Dole's team dismisses the complaints as nonsensical. An adviser says, "People don't vote for or against you on the basis of who your pollster is." Average voters may not, but to party activists, personnel is policy--especially in the absence of actual positions on the issues. When Bush put out word that he was relying on Reagan Administration veterans for advice rather than his father's circle, conservatives got the message and cheered. For Dole, who reads from the Bible daily and talks openly about her faith, the assault by some in the Christian right is a lesson in the often irrational bitterness that divides the G.O.P.--something her husband, who ran for President three times, knows all about. "Some of these people you can't satisfy," says the former Senator. "They're just out there to criticize. You'll never find a perfect candidate for them."
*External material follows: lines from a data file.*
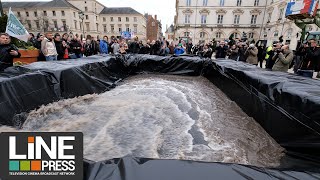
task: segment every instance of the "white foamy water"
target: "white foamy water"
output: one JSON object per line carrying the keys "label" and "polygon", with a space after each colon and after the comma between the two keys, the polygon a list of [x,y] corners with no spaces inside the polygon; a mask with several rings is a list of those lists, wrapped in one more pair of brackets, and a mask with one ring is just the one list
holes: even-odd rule
{"label": "white foamy water", "polygon": [[272,167],[283,156],[254,119],[203,77],[135,76],[109,92],[32,111],[22,131],[81,131],[84,157],[94,161],[132,155]]}

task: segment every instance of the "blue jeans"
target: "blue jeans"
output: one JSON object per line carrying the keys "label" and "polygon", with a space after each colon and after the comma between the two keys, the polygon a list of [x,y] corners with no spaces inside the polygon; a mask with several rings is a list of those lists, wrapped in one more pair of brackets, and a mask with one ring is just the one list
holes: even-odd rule
{"label": "blue jeans", "polygon": [[46,61],[57,61],[58,58],[56,55],[46,56]]}
{"label": "blue jeans", "polygon": [[78,59],[78,58],[82,58],[82,54],[71,54],[70,55],[70,59]]}

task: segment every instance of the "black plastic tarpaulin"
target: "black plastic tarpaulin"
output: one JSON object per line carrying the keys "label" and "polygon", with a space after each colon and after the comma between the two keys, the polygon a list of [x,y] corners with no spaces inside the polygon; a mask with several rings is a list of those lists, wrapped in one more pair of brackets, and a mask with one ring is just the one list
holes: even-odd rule
{"label": "black plastic tarpaulin", "polygon": [[216,86],[295,156],[320,162],[320,82],[217,60],[207,74]]}
{"label": "black plastic tarpaulin", "polygon": [[53,76],[21,67],[0,73],[0,125],[20,126],[21,113],[57,101],[56,84]]}
{"label": "black plastic tarpaulin", "polygon": [[86,161],[84,171],[85,180],[320,179],[319,172],[131,157],[97,163]]}
{"label": "black plastic tarpaulin", "polygon": [[[19,126],[23,122],[19,118],[21,113],[59,99],[105,92],[119,81],[138,73],[205,76],[286,148],[290,157],[286,157],[282,167],[289,169],[266,170],[231,164],[124,158],[97,163],[86,161],[87,179],[159,179],[162,177],[160,174],[165,174],[161,179],[196,177],[191,172],[199,175],[196,179],[319,177],[317,173],[302,172],[320,172],[319,81],[230,60],[129,54],[37,62],[24,68],[10,68],[0,74],[0,124]],[[177,166],[177,173],[171,171],[171,166],[172,170]],[[314,170],[315,167],[318,170]],[[208,171],[203,172],[202,169]],[[106,177],[108,173],[111,174]],[[202,173],[207,173],[206,178],[201,178],[204,177]]]}

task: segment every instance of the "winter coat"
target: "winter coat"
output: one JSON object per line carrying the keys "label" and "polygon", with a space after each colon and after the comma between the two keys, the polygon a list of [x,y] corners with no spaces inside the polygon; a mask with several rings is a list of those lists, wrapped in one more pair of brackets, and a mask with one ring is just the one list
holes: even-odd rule
{"label": "winter coat", "polygon": [[306,51],[306,56],[303,60],[302,69],[315,70],[319,72],[320,70],[320,48],[308,48]]}
{"label": "winter coat", "polygon": [[17,56],[12,56],[10,54],[11,50],[18,52],[18,48],[12,44],[0,44],[0,71],[13,66],[13,58],[19,58],[21,56],[19,52]]}
{"label": "winter coat", "polygon": [[140,51],[140,45],[137,42],[132,42],[129,47],[129,51],[134,54],[138,54]]}
{"label": "winter coat", "polygon": [[272,60],[275,62],[272,67],[273,71],[288,72],[289,66],[293,60],[293,52],[289,50],[286,54],[275,54]]}
{"label": "winter coat", "polygon": [[109,54],[108,42],[106,42],[105,40],[100,40],[100,53],[101,54]]}
{"label": "winter coat", "polygon": [[176,55],[181,55],[181,54],[184,54],[184,49],[183,48],[175,48],[174,49],[174,54]]}
{"label": "winter coat", "polygon": [[245,52],[247,55],[246,62],[249,64],[258,64],[258,49],[257,48],[248,48]]}
{"label": "winter coat", "polygon": [[[71,52],[74,54],[81,54],[82,45],[78,40],[72,39],[70,44]],[[69,52],[70,53],[70,52]]]}
{"label": "winter coat", "polygon": [[239,49],[236,48],[236,49],[229,49],[228,50],[228,55],[229,55],[229,59],[232,59],[232,60],[237,60],[238,58],[238,53],[239,53]]}
{"label": "winter coat", "polygon": [[216,47],[216,58],[226,58],[228,51],[228,46],[218,46]]}

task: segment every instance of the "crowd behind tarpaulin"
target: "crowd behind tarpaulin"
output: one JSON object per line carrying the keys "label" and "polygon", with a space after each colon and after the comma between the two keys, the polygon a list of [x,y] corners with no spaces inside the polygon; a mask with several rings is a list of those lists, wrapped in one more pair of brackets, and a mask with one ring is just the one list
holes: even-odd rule
{"label": "crowd behind tarpaulin", "polygon": [[232,60],[128,54],[11,67],[0,74],[0,124],[19,128],[30,110],[105,92],[139,73],[206,77],[286,148],[287,157],[278,169],[130,157],[85,161],[85,179],[320,178],[320,82]]}

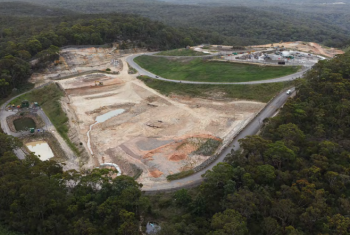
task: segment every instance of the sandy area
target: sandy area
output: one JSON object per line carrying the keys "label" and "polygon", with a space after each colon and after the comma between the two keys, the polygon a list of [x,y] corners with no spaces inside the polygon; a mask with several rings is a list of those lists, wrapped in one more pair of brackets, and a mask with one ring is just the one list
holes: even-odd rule
{"label": "sandy area", "polygon": [[[128,54],[114,48],[66,49],[56,65],[32,76],[38,85],[55,80],[65,90],[62,106],[74,130],[72,137],[83,148],[88,150],[87,132],[96,117],[124,110],[92,127],[94,154],[86,151],[80,161],[82,168],[112,162],[124,174],[140,176],[138,181],[145,186],[164,182],[169,174],[200,164],[264,106],[244,100],[165,96],[137,80],[136,74],[128,74],[124,60]],[[111,66],[112,59],[119,64]],[[120,74],[82,74],[106,68]],[[65,76],[69,76],[62,79]],[[95,86],[96,80],[103,86]]]}
{"label": "sandy area", "polygon": [[[89,74],[58,81],[69,98],[70,118],[81,140],[96,116],[125,112],[94,126],[90,132],[94,156],[84,167],[104,162],[118,164],[123,173],[142,172],[144,184],[193,168],[207,159],[196,152],[210,140],[224,144],[264,105],[244,100],[166,97],[128,74],[120,58],[120,74]],[[94,80],[104,86],[94,86]],[[76,120],[72,120],[74,118]],[[215,150],[216,148],[214,149]]]}
{"label": "sandy area", "polygon": [[[260,45],[254,46],[264,47],[266,46]],[[270,45],[268,45],[270,46]],[[274,46],[282,46],[292,50],[296,50],[312,54],[318,54],[328,57],[333,57],[336,54],[343,54],[344,52],[332,48],[328,48],[316,42],[288,42],[281,44],[274,44]]]}

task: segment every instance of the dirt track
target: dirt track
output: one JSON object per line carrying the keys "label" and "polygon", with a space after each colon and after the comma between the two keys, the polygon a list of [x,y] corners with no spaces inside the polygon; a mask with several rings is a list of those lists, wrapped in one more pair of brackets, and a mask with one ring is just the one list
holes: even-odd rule
{"label": "dirt track", "polygon": [[[260,45],[254,46],[265,46],[266,45]],[[274,46],[282,46],[295,50],[310,53],[326,56],[328,57],[333,57],[336,54],[343,54],[344,52],[335,48],[327,48],[316,42],[288,42],[281,44],[274,44]]]}
{"label": "dirt track", "polygon": [[[92,128],[90,136],[94,154],[86,168],[114,162],[130,176],[142,170],[138,181],[144,184],[164,181],[166,176],[206,160],[209,155],[196,151],[210,140],[226,142],[264,106],[242,100],[166,97],[128,74],[122,58],[120,62],[122,69],[120,66],[118,75],[94,74],[58,81],[69,98],[69,104],[64,104],[70,110],[70,122],[78,129],[84,146],[97,116],[118,108],[126,110]],[[95,80],[104,86],[95,86]]]}

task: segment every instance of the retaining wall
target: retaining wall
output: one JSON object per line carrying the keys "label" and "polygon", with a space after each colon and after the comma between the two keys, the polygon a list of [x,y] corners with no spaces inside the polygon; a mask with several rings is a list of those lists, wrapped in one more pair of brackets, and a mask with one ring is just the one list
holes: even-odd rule
{"label": "retaining wall", "polygon": [[45,126],[45,123],[41,117],[36,112],[25,112],[22,115],[20,115],[20,113],[17,113],[6,118],[6,122],[10,130],[12,132],[18,132],[18,131],[16,130],[14,124],[14,121],[25,118],[32,119],[35,122],[36,128],[40,128]]}

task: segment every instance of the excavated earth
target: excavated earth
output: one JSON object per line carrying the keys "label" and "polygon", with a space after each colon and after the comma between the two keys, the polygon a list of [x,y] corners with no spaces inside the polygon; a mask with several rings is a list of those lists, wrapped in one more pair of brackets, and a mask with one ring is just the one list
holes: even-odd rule
{"label": "excavated earth", "polygon": [[[72,64],[79,66],[51,68],[52,74],[59,74],[60,69],[72,71],[74,68],[87,70],[91,68],[89,63],[98,70],[110,67],[110,50],[100,51],[98,56],[96,50],[71,50],[68,54],[75,58]],[[96,58],[86,60],[90,56]],[[98,58],[102,61],[99,62]],[[113,69],[120,71],[119,74],[73,74],[72,77],[56,80],[66,94],[62,104],[70,126],[76,130],[74,136],[86,150],[87,133],[96,118],[116,110],[124,110],[92,127],[90,136],[94,154],[86,151],[88,157],[82,161],[86,168],[112,162],[120,167],[122,174],[138,177],[145,186],[164,182],[167,176],[192,168],[206,160],[265,105],[244,100],[165,96],[136,79],[136,74],[128,74],[124,56],[113,58],[118,60],[120,64]],[[66,60],[64,58],[64,61]],[[104,85],[95,86],[95,80]],[[209,148],[206,154],[199,150],[212,142],[218,146]]]}

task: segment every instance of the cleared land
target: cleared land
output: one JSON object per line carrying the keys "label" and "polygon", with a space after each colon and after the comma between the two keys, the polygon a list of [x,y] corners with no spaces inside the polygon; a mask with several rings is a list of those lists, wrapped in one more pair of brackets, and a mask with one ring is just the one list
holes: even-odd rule
{"label": "cleared land", "polygon": [[150,56],[135,58],[142,68],[162,78],[174,80],[242,82],[280,78],[296,72],[296,66],[260,66],[202,58],[169,58]]}
{"label": "cleared land", "polygon": [[165,96],[177,94],[191,97],[214,98],[237,98],[266,102],[292,82],[254,84],[211,85],[184,84],[153,79],[146,76],[138,76],[149,87]]}
{"label": "cleared land", "polygon": [[[227,144],[284,86],[184,84],[146,77],[138,80],[136,74],[128,73],[124,52],[114,50],[111,54],[110,51],[65,50],[56,63],[59,66],[34,74],[32,80],[38,83],[69,75],[56,80],[66,96],[51,85],[47,90],[38,90],[15,102],[20,104],[25,98],[38,102],[64,135],[70,126],[70,140],[80,150],[87,149],[86,134],[96,117],[124,110],[92,128],[94,156],[90,152],[86,158],[84,153],[80,154],[80,166],[91,169],[104,162],[117,164],[123,174],[140,176],[138,180],[145,188],[166,183],[168,176],[173,175],[170,178],[174,179],[190,172]],[[118,60],[118,66],[110,66],[111,59]],[[81,74],[106,68],[120,74]],[[74,76],[76,73],[79,74]],[[95,80],[104,86],[96,86]],[[174,175],[176,173],[180,174]]]}
{"label": "cleared land", "polygon": [[[324,56],[326,57],[332,58],[337,54],[343,54],[344,52],[332,48],[328,48],[316,42],[286,42],[282,43],[273,44],[274,46],[284,46],[296,50],[300,50],[312,54]],[[265,47],[266,45],[260,45],[257,47]]]}
{"label": "cleared land", "polygon": [[202,52],[196,52],[185,48],[175,49],[170,50],[165,50],[156,54],[156,56],[206,56],[208,54]]}
{"label": "cleared land", "polygon": [[[72,50],[68,54],[75,58],[76,64],[84,62],[89,66],[87,53],[78,56],[82,52]],[[94,51],[82,50],[88,50]],[[103,57],[102,54],[98,56]],[[62,61],[67,60],[64,58]],[[106,68],[108,62],[104,60],[105,64],[96,68]],[[70,128],[77,131],[74,138],[84,146],[86,134],[98,116],[124,110],[92,128],[90,136],[94,156],[84,167],[114,163],[124,174],[140,174],[138,180],[145,187],[166,182],[166,176],[200,164],[227,143],[264,106],[255,101],[216,99],[224,95],[221,96],[218,90],[210,88],[198,88],[198,94],[206,93],[198,96],[210,99],[190,97],[188,94],[166,96],[136,79],[136,74],[128,74],[122,57],[120,62],[118,75],[94,74],[58,80],[67,96],[60,104]],[[94,63],[98,64],[98,60]],[[94,80],[102,82],[104,86],[95,86]]]}

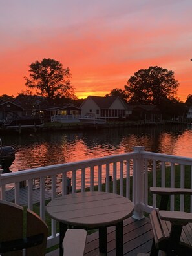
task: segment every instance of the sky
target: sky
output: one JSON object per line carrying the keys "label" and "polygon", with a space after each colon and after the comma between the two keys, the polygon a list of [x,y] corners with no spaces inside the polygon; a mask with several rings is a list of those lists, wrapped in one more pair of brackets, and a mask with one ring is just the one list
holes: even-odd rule
{"label": "sky", "polygon": [[123,89],[142,69],[175,73],[192,94],[192,0],[0,0],[0,95],[17,96],[29,65],[69,67],[79,98]]}

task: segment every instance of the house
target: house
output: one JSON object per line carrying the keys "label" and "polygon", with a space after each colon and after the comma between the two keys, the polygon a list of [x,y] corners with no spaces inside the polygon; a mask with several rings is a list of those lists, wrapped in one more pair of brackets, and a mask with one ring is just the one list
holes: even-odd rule
{"label": "house", "polygon": [[118,96],[89,96],[80,105],[81,116],[94,114],[97,118],[125,118],[132,113],[132,107]]}
{"label": "house", "polygon": [[81,109],[74,104],[45,108],[42,111],[44,119],[49,119],[52,122],[66,122],[67,120],[74,119],[79,122],[78,118],[81,115]]}
{"label": "house", "polygon": [[10,101],[0,100],[0,120],[15,118],[16,116],[21,117],[23,109]]}
{"label": "house", "polygon": [[192,120],[192,107],[190,107],[188,112],[187,112],[187,119],[188,120]]}

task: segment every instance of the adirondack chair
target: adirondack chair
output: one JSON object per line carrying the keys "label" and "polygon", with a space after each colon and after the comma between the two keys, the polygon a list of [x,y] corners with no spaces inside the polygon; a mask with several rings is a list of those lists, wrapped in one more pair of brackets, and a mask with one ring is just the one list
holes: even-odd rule
{"label": "adirondack chair", "polygon": [[151,187],[161,197],[159,209],[153,210],[150,219],[154,235],[150,256],[159,250],[166,255],[192,255],[192,213],[167,211],[171,195],[192,194],[192,189]]}
{"label": "adirondack chair", "polygon": [[[25,216],[25,217],[24,217]],[[43,256],[45,254],[48,227],[30,209],[0,201],[0,253],[6,256]]]}
{"label": "adirondack chair", "polygon": [[84,229],[67,229],[63,241],[63,256],[83,256],[86,239]]}

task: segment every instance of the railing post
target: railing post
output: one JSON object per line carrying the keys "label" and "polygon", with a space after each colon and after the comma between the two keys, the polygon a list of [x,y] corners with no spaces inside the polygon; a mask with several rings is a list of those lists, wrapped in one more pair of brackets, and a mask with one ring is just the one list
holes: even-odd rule
{"label": "railing post", "polygon": [[134,206],[133,218],[140,220],[144,218],[141,205],[144,204],[144,159],[142,152],[145,147],[134,147],[133,150],[138,153],[133,160],[133,202]]}
{"label": "railing post", "polygon": [[0,169],[0,200],[3,199],[3,196],[2,196],[2,187],[1,187],[1,173],[3,173],[3,169]]}

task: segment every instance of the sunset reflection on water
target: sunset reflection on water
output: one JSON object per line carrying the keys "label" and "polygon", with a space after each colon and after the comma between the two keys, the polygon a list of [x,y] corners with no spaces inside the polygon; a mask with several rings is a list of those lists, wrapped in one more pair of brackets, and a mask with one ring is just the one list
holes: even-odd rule
{"label": "sunset reflection on water", "polygon": [[[2,139],[3,145],[12,145],[16,149],[12,171],[131,152],[138,145],[145,146],[147,151],[192,158],[192,131],[191,127],[180,126],[166,129],[157,127],[57,132]],[[96,168],[94,172],[98,172]],[[89,174],[85,178],[89,180]],[[48,183],[49,180],[48,177]],[[61,180],[61,176],[58,176],[58,186]],[[80,180],[78,173],[78,183]]]}

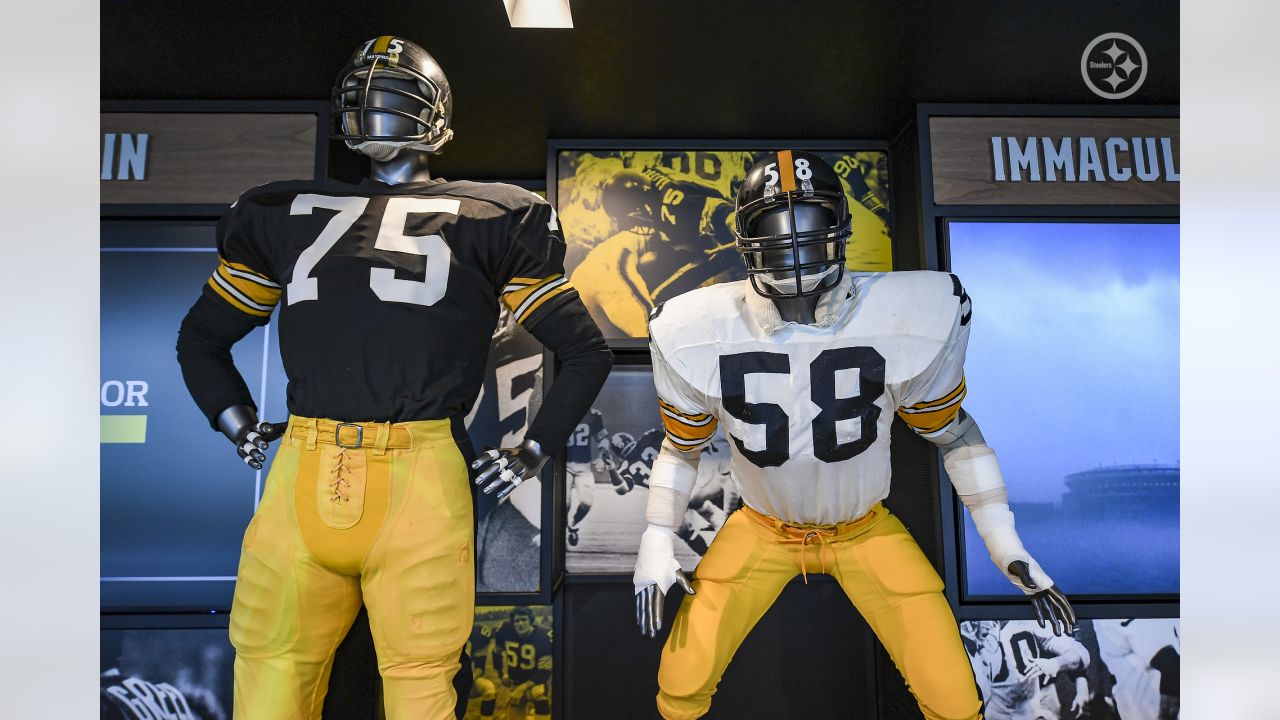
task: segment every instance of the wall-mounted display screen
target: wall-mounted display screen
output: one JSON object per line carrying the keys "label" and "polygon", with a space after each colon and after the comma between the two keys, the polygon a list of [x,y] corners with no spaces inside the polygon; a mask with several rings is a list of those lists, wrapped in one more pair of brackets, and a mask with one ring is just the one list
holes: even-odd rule
{"label": "wall-mounted display screen", "polygon": [[[104,222],[101,231],[101,607],[225,610],[268,470],[253,471],[191,400],[178,327],[218,265],[214,223]],[[259,414],[288,415],[275,319],[232,357]],[[502,314],[466,424],[511,447],[541,400],[543,348]],[[273,450],[268,452],[274,456]],[[543,486],[477,500],[477,592],[538,592]]]}
{"label": "wall-mounted display screen", "polygon": [[[635,569],[648,525],[649,471],[663,437],[653,370],[614,368],[564,454],[567,571],[630,574]],[[689,510],[676,532],[681,541],[676,559],[686,571],[692,571],[739,506],[728,462],[728,443],[717,432],[703,451]]]}
{"label": "wall-mounted display screen", "polygon": [[[556,151],[548,183],[568,245],[566,274],[607,340],[646,337],[645,322],[659,302],[746,278],[733,242],[733,197],[768,150]],[[813,151],[831,163],[849,195],[849,268],[892,269],[887,152]]]}
{"label": "wall-mounted display screen", "polygon": [[[104,223],[101,605],[230,607],[241,537],[266,473],[248,469],[196,407],[174,350],[218,265],[212,223]],[[274,324],[232,356],[264,418],[285,416]]]}
{"label": "wall-mounted display screen", "polygon": [[960,637],[989,720],[1167,720],[1180,705],[1179,625],[1080,620],[1055,635],[1036,620],[966,620]]}
{"label": "wall-mounted display screen", "polygon": [[[1069,596],[1179,592],[1175,223],[950,222],[973,300],[965,409]],[[964,512],[966,600],[1016,594]]]}

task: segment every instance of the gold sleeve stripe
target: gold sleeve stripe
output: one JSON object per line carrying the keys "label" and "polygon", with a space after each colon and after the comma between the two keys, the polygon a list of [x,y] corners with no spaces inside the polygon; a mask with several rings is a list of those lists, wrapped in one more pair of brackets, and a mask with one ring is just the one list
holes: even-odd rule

Or a perfect spouse. Bob Dole has steered clear of his wife's campaign. He was in Washington last week as she made her announcement, and he is conspicuously absent from a 15-min. political spot the Dole campaign is running in Iowa and New Hampshire. But the nation's most famous Viagra user is all over the airwaves anyway, in Pfizer commercials discussing erectile dysfunction, or E.D. The ads are dignified, and the former Senator has been praised for his courage in talking about a condition that may affect 30 million American men. But some conservatives, like Eagle Forum president Phyllis Schlafly, find the ads "embarrassing" and think Mrs. Dole should tell her husband to stop them. Even Mrs. Dole's campaign thinks he is off-message. "It's not good for us," admits an adviser. "Elizabeth has to talk about Viagra everywhere she goes."
Dole has another problem: money. She needs to back up her impressive second-place standing in the early polls with some serious cash. Bush has made that harder by scooping up most of the G.O.P.'s top fund raisers. Dole is still expected to draw wide financial support, but her refusal to put out a list of exploratory-committee members last week was viewed by insiders as a sign of early fund-raising trouble.
And yet, for all her first-round woes, Dole remains a threat to the Bush juggernaut. The mere fact of her candidacy charged up the G.O.P. and caught the attention of a nation more cynical than ever about its politicians. In Des Moines, Dole dropped by the Iowa state girls' basketball tournament and was mobbed by autograph-seeking schoolgirls and their parents. "She'd be the first woman President ever!" declared Shannon Anderson, 13, who sidled up to Dole in the stands. "Awesome!" said her friend Melissa Haglund, 12. "Power to the women!" Dole was smiling as always, but she must know that Girl Power takes you only so far. She'll need more than gender to get where she wants to go.